Les Camerounais se sont habitués à faire preuve d’indépendance dans leurs relations personnelles. Certains ne se contentent plus de déclarer leur paternité lorsqu’ils annoncent l’arrivée d’un nouveau-né, mais prennent plutôt les choses en main dès les premières visites prénatales.
Cette pratique est courante non seulement dans les couples d'union libre, mais également dans les foyers où les deux époux sont liés selon les normes édictées par le droit civil camerounais en matière de mariage.
Les raisons pour lesquelles cette pratique a évolué varient d'une personne à l'autre, avec un seul point d'enfonce, celui de ne pas se faire duper par des femmes qui attribuent la paternité à plusieurs hommes en échange d'argent.
Un homme de Yaoundé, Georges Ebanga, a exprimé son mécontentement quant à cette pratique : « Les femmes sont devenues trop ingénieuses.
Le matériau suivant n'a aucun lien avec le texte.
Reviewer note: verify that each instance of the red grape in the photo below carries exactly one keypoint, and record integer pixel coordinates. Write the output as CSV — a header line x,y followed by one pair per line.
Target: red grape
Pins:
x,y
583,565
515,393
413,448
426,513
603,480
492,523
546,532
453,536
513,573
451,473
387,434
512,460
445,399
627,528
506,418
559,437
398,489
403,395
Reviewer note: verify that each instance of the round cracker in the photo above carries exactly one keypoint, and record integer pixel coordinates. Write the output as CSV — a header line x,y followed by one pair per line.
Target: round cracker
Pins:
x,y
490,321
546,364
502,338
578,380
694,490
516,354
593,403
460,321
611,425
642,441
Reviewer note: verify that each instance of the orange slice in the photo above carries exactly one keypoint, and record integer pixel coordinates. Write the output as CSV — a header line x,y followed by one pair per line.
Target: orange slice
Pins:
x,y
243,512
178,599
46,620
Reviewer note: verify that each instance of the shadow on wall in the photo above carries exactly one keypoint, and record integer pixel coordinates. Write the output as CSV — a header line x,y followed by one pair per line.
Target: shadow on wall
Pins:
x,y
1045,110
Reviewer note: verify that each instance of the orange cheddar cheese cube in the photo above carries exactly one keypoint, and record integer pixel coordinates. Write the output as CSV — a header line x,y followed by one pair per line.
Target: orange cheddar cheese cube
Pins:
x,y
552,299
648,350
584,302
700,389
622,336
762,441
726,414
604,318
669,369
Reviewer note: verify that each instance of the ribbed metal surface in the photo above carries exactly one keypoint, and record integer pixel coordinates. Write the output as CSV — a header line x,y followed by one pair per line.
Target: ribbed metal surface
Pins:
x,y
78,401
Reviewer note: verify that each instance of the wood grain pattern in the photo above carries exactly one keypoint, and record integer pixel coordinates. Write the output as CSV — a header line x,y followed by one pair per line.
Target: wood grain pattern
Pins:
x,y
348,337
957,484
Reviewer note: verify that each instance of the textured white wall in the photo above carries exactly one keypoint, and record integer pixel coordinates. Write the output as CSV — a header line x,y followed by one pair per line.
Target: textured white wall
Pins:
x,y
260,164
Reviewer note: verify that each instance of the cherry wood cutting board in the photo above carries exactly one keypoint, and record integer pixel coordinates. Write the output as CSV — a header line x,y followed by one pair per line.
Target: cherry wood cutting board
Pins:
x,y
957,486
Pour une seule grossesse, certaines attribuent la paternité à plusieurs hommes dans le but de se faire de l'argent. Et moi j'ai donc décidé de tout vérifier parce que je suis prêt à poursuivre en justice pour abus de confiance et escroquerie, quiconque oserait me duper ».
Une autre victime de cette malhonnêteté a partagé son histoire dans un taxi : « J'ai vécu douze ans avec une enfant que je croyais mienne. Un jour, sa mère est allée la remettre à son vrai géniteur. Je vous jure, j'ai failli piquer une crise. C'est la raison pour laquelle j'ai décidé d'effectuer un test de parenté sur tout enfant qu'on m'attribue ».
Le test de paternité est encore considéré comme une pratique occidentale, loin des valeurs ancestrales africaines qui préconisent que chaque enfant appartienne à toute sa communauté et non à ses seuls parents.